Il faut donc bien comprendre que la baisse des taux de fret enregistrée depuis est une banale correction qui nous rapproche d’un « régime de croisière ».

Pouvons-nous nous attendre à une ré-augmentation des taux à l’export par containers ou resteront-ils aussi bas ? 

Sur la base de ce qui précède, je ne dirais pas que les taux de fret actuels sont bas : sur les routes les plus chargées ils restent trois fois supérieurs à ce qu’ils étaient en août 2020. Ils devraient continuer à baisser pour se stabiliser, de mon point de vue, au-dessus des points bas de 2020. 

En effet, ce qui marque les échanges intercontinentaux aujourd’hui, c’est évidemment un retour à la production et aux échanges de la situation antérieur à la crise, mais aussi une reconstitution des stocks d’une multitude de produits qui avaient subi des arrêts de production au début de la pandémie.

Nous ne sommes pas, à l’évidence, sortis d’une autre épidémie qui est celle de la rupture de stock et que j’ai essayé d’expliquer par ailleurs.
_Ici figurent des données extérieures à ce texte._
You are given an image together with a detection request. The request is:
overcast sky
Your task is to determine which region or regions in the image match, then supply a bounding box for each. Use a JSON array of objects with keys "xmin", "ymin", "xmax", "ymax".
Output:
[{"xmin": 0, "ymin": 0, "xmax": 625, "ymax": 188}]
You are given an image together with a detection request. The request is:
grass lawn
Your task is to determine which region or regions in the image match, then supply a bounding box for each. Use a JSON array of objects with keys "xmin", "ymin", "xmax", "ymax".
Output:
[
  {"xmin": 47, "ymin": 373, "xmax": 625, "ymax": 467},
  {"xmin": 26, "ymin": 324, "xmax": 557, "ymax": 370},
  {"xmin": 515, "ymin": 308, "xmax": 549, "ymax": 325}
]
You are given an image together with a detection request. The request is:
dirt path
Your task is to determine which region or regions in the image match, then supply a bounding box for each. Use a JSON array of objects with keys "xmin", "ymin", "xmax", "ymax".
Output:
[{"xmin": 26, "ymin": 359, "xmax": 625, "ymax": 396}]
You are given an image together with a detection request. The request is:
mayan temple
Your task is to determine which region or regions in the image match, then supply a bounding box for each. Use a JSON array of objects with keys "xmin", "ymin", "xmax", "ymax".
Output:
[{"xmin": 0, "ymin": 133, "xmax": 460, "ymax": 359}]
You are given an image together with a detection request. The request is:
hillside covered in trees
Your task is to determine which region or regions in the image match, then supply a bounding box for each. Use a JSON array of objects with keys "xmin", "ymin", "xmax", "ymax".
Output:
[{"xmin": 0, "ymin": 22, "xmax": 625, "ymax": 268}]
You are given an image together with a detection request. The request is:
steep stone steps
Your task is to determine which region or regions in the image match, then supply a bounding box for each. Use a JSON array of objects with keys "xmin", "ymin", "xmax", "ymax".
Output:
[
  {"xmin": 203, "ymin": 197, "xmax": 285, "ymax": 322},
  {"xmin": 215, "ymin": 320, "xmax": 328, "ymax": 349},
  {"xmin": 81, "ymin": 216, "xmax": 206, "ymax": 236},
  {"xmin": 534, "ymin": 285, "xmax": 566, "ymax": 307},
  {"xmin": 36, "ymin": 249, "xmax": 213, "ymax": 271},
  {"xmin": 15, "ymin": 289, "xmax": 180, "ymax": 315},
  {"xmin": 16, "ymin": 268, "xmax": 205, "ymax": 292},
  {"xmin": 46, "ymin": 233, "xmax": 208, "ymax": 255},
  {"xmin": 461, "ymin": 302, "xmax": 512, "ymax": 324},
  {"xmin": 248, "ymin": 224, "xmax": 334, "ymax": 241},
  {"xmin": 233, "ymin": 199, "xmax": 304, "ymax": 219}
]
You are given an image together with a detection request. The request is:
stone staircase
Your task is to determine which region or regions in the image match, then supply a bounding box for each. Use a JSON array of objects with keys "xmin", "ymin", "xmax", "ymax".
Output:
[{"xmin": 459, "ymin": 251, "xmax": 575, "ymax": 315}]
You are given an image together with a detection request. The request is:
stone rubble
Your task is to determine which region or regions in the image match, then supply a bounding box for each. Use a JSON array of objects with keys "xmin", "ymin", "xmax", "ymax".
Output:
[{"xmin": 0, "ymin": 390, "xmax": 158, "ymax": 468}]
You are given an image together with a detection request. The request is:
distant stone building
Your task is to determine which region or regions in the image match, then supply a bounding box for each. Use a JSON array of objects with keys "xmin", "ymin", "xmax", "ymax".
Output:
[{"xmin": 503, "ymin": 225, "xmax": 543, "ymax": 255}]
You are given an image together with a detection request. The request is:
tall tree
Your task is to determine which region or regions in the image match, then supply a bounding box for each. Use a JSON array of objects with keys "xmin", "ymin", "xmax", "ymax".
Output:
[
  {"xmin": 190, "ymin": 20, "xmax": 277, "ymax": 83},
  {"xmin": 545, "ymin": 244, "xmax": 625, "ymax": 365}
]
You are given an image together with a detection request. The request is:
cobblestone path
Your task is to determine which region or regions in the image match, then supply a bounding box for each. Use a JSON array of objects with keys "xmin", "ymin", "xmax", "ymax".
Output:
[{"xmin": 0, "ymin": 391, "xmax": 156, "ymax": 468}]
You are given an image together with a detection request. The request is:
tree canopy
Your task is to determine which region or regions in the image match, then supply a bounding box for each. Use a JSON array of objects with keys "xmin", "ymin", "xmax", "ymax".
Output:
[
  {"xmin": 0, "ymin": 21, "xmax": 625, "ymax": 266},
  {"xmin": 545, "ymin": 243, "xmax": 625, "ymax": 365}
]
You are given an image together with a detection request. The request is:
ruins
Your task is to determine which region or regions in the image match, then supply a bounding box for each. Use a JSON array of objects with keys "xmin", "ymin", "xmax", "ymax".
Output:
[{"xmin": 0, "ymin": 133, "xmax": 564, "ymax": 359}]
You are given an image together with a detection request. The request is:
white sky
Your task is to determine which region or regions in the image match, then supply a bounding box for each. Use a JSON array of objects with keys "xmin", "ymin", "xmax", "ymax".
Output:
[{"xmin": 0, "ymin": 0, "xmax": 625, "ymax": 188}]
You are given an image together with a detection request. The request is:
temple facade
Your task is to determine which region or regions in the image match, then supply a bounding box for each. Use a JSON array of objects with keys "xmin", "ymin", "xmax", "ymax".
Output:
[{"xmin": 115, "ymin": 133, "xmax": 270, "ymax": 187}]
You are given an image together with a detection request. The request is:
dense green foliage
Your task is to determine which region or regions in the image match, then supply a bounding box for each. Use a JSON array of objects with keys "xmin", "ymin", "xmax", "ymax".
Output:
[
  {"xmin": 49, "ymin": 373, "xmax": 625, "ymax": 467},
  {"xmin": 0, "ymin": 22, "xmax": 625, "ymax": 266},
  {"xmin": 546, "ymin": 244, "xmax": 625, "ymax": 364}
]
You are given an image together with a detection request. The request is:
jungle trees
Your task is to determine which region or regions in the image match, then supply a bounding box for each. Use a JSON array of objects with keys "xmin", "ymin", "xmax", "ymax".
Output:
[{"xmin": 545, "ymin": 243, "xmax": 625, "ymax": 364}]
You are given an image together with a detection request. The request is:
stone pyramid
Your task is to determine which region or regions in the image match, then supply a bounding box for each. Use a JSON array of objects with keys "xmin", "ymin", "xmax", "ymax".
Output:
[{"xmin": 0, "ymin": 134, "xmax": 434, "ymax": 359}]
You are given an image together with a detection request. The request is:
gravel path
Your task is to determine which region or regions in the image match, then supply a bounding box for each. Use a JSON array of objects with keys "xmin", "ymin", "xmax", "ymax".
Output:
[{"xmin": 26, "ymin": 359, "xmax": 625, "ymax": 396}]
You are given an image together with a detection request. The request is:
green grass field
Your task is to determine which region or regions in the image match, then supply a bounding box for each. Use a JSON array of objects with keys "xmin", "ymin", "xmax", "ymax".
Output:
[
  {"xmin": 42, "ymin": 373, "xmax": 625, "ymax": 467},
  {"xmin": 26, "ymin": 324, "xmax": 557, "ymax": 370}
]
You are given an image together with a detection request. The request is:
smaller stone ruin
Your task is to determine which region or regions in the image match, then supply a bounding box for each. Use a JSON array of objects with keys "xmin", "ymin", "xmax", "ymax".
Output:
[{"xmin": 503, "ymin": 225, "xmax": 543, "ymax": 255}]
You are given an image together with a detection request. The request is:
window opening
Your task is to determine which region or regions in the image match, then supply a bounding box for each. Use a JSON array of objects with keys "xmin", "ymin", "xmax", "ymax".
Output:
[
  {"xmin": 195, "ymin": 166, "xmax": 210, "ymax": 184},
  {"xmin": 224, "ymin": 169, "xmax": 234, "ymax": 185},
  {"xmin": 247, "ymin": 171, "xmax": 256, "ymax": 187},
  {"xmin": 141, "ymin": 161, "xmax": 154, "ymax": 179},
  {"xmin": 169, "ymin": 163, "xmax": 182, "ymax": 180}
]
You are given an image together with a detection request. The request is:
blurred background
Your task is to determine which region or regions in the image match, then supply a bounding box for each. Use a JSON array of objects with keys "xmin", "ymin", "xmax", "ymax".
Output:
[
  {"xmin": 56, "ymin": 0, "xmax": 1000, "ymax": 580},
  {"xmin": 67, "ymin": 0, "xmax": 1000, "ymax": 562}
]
Comment cette chute du prix à l’exportation va impacter nos économies ? Il y aura-t-il assez de produits pour remplir ces containers ?

Pour l’instant on reste encore sur la question de savoir s’il y aura suffisamment de conteneurs (et de porte-conteneurs) pour assurer les échanges liés à la reprise auxquels s’ajoutent les échanges liés à la reconstitution des stocks.

Je ne crois pas un instant à une réduction des échanges qui serait, par exemple, consécutive à des « rapatriements » systématiques de certaines productions industrielles. Il y aura certes quelques relocalisations qui seront soulignées par la presse et dont on pourra se réjouir. Mais la division internationale de la production ne se déplace pas d’un coup de baguette magique.

Il est clair en effet que la production industrielle est devenue un système de production assuré par des ateliers globaux. J’ai l’habitude d’évoquer sur ce point un article de deux collègues britanniques publié en 2008 car il en a apporté une illustration spectaculaire qui a été diffusée par une large part de la presse grand public. Ils ont eu l’idée de décortiquer la production et l’assemblage des pièces qui constituent la brosse à dent électrique Sonicare. Il s’agit d’un produit simple qui n’est constitué que de 38 composants. Mais ces composants sont produits dans 12 usines réparties dans 10 pays sur 3 continents et ils parcourent 27.880 km en utilisant 4 modes de transport (route, avion, bateau, train) avant d’être assemblés.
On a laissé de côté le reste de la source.